Après avoir passé 31 ans dans la petite ville de Beechy (Sask.), la pensée de bouleverser sa vie et de déplacer sa famille pour un poste à l'autre bout du pays n'avait aucun sens.
Il s'est donc résigné à l'idée qu'il n'était peut-être pas fait pour le travail policier. Jusqu'à ce qu'il tombe sur une annonce d'emploi au détachement local de la GRC concernant un nouveau rôle de soutien policier : celui de gendarme communautaire.
« J'ai décidé qu'à ce stade de ma vie, je pouvais me lancer,
explique M. Prentice, âgé de 52 ans. Le plus important, c'est que je n'allais pas devoir déménager. Les gens de mon entourage étaient très contents pour moi.
»
L'offre d'emploi a attiré des candidats des Territoires du Nord-Ouest, du Manitoba, de la Saskatchewan et de la Colombie-Britannique, où le poste est mis à l'essai. Des hommes et femmes de tous âges et de diverses cultures et antécédents ont soumis leur candidature; certains avaient de l'expérience du travail de police, d'autres non.
La première troupe de gendarmes communautaires a été promue en février 2016, et les nouveaux membres sont retournés au détachement de leur localité. Ils mettront à profit leurs compétences nouvellement acquises, ainsi que leurs relations dans la collectivité, pour servir dans leur ville.
Un visage connu
Il y a deux ans, la GRC a décidé de créer le poste de gendarme communautaire. Distinct du gendarme aux services généraux, qui est membre régulier, le gendarme communautaire joue un rôle particulier.

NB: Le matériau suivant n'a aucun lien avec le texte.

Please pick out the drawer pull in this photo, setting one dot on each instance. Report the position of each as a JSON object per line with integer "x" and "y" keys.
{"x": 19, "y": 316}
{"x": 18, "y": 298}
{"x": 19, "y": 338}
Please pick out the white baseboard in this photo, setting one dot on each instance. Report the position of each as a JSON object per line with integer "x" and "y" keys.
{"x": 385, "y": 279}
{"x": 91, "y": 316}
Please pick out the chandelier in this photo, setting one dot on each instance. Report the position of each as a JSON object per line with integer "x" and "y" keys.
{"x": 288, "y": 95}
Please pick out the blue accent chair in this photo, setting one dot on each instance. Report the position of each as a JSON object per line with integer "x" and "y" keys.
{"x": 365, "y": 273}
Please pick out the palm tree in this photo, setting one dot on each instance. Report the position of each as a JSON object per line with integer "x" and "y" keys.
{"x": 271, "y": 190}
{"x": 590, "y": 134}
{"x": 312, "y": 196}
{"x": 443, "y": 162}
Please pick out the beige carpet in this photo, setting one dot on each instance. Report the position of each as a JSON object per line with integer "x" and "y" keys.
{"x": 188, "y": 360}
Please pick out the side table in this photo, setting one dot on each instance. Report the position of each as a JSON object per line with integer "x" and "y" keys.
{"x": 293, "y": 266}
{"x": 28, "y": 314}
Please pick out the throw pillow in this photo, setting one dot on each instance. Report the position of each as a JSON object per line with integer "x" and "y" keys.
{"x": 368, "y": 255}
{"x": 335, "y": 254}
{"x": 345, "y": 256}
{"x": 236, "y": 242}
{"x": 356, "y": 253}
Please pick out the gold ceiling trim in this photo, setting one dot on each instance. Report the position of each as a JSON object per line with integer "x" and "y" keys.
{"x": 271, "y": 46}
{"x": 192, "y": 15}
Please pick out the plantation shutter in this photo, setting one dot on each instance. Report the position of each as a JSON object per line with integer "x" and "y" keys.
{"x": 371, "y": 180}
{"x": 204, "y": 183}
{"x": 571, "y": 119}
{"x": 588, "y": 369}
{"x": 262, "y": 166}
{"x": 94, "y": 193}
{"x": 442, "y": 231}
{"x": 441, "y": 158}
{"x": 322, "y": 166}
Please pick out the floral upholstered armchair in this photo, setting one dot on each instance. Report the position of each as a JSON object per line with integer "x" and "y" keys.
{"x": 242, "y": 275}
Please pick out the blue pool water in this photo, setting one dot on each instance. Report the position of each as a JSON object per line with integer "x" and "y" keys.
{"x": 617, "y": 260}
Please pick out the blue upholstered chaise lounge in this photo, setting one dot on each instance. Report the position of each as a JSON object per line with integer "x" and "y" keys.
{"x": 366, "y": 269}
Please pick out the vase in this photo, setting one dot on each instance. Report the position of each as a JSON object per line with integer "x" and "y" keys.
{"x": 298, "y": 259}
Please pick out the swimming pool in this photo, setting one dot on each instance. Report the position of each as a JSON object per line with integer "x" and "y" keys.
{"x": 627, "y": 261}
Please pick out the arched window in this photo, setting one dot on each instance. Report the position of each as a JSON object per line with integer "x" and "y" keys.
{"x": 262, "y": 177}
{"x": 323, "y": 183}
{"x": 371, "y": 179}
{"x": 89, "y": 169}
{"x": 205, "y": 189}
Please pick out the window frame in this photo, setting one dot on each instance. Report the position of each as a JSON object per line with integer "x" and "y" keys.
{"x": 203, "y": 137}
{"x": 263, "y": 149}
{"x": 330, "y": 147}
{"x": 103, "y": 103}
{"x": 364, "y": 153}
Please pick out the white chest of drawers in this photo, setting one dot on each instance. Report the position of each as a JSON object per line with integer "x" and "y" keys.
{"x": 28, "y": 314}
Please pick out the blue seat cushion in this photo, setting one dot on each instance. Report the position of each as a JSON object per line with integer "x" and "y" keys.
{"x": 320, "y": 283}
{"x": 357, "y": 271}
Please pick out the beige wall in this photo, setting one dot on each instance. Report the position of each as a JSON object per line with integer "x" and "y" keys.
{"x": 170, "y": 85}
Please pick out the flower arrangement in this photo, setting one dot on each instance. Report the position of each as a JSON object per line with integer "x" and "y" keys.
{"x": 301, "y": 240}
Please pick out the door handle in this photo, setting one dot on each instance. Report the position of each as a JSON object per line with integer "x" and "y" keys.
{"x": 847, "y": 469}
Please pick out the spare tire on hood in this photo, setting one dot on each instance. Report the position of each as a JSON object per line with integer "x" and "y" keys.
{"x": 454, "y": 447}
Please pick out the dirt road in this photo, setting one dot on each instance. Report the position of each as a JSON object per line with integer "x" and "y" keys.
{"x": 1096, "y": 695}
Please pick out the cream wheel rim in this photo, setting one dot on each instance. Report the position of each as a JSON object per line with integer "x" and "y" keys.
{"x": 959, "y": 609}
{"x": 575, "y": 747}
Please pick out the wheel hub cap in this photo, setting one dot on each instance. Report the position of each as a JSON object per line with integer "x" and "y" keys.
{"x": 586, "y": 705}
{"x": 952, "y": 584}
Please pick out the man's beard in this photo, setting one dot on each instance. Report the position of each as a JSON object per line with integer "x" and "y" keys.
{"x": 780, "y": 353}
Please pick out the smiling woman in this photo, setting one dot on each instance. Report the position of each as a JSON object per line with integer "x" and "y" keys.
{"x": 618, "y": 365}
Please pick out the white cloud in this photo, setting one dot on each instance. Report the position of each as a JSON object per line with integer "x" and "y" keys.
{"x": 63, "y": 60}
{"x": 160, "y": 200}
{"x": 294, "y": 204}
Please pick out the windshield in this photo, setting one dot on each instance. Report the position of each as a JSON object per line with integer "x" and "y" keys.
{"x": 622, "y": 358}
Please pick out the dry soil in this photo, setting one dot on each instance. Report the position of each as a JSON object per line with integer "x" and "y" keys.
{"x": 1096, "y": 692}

« C'est une personne de la localité qui veut y apporter sa contribution,
précise Mike Lahache, analyste des politiques aux Services nationaux de prévention du crime (SNPC) à la GRC. Quelqu'un qui a des liens étroits dans la communauté et qui connaît bien les gens.
»
Le poste s'adresse à ceux qui ont une présence active et établie dans la collectivité. L'âge moyen des gendarmes de la première troupe oscille autour des 40 ans – ils sont beaucoup plus vieux que la plupart des cadets formés à la Div. Dépôt, l'École de la GRC à Regina (Sask.).

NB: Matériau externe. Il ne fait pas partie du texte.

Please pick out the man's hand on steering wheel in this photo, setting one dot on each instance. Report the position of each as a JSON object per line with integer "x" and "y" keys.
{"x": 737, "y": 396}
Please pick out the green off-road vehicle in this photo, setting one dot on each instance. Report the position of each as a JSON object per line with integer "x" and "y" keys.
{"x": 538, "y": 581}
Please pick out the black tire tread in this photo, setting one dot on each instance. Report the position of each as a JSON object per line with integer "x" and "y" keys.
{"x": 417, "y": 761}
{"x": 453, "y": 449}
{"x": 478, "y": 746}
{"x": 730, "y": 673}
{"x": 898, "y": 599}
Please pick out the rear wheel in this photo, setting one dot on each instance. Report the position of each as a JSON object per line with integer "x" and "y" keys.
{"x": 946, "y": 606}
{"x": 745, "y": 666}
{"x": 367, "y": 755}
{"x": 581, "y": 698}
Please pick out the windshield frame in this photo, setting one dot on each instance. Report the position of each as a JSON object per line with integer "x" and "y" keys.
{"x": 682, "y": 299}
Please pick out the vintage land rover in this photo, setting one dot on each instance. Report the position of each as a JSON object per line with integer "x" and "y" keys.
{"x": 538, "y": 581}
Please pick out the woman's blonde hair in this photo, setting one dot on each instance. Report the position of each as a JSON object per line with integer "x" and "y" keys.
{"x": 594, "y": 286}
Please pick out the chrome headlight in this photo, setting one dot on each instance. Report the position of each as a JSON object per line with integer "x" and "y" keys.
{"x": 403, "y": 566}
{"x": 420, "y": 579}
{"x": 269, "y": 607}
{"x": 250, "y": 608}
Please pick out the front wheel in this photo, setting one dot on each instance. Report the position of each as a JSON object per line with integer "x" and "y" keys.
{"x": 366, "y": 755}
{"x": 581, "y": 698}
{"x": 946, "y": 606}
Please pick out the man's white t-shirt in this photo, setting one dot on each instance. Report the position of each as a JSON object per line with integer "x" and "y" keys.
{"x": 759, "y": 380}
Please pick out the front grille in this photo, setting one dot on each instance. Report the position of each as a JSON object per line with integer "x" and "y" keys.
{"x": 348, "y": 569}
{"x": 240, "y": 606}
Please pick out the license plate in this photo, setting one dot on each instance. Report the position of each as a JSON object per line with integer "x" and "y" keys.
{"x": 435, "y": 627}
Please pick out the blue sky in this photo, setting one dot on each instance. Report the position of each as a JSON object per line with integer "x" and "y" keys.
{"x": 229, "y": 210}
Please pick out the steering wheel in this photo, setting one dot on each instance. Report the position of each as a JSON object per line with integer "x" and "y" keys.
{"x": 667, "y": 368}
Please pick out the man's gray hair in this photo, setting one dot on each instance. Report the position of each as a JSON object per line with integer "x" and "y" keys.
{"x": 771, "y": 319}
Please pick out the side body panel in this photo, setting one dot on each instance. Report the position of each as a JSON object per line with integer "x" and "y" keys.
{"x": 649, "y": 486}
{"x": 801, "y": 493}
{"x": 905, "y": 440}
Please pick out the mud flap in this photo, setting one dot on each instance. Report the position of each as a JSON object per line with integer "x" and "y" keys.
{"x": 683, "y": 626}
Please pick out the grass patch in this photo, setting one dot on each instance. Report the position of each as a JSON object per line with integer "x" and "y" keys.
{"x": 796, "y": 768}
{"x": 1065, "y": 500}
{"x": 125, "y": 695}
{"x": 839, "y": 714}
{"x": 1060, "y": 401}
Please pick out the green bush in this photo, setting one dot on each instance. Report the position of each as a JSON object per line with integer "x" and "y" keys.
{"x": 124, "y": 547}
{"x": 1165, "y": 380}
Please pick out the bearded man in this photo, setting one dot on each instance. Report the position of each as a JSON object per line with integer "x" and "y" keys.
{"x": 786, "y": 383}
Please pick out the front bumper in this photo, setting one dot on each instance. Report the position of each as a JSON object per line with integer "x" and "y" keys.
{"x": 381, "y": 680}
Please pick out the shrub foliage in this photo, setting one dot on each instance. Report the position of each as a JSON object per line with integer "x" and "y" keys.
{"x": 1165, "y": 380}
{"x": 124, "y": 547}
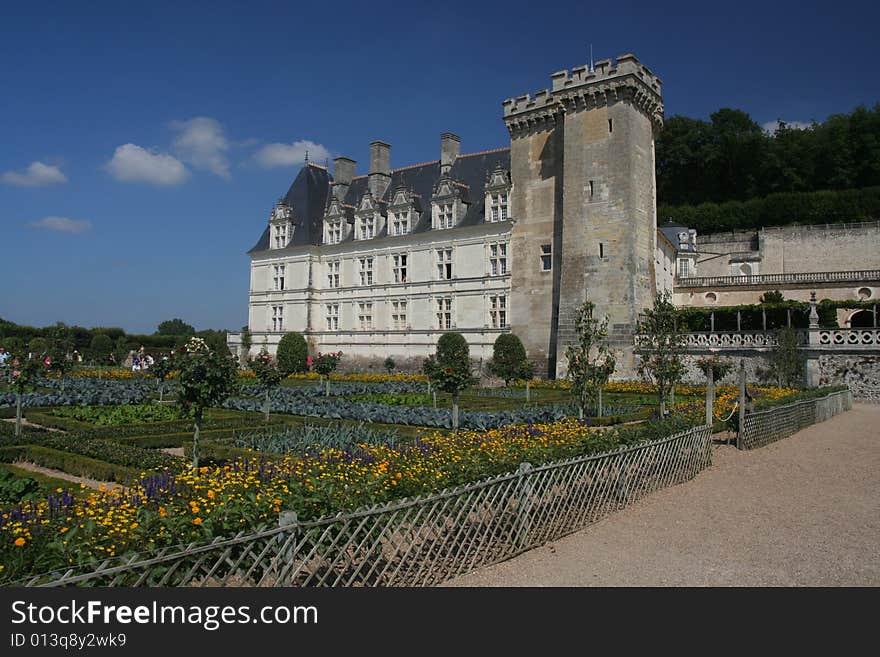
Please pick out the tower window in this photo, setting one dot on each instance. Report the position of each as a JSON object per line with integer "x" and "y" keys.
{"x": 398, "y": 261}
{"x": 278, "y": 279}
{"x": 546, "y": 257}
{"x": 444, "y": 264}
{"x": 498, "y": 259}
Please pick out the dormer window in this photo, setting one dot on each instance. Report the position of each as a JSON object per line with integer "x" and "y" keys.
{"x": 400, "y": 223}
{"x": 445, "y": 216}
{"x": 498, "y": 188}
{"x": 498, "y": 207}
{"x": 280, "y": 228}
{"x": 367, "y": 227}
{"x": 280, "y": 236}
{"x": 334, "y": 232}
{"x": 449, "y": 204}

Les gendarmes communautaires soutiennent le travail des membres réguliers, plus particulièrement sur le plan de la participation communautaire et de la prévention du crime. Le programme table sur les liens que les recrues ont noués et la réputation qu'elles se sont taillée dans leur quartier; en retour, elles ont l'assurance de réintégrer leur foyer après la formation.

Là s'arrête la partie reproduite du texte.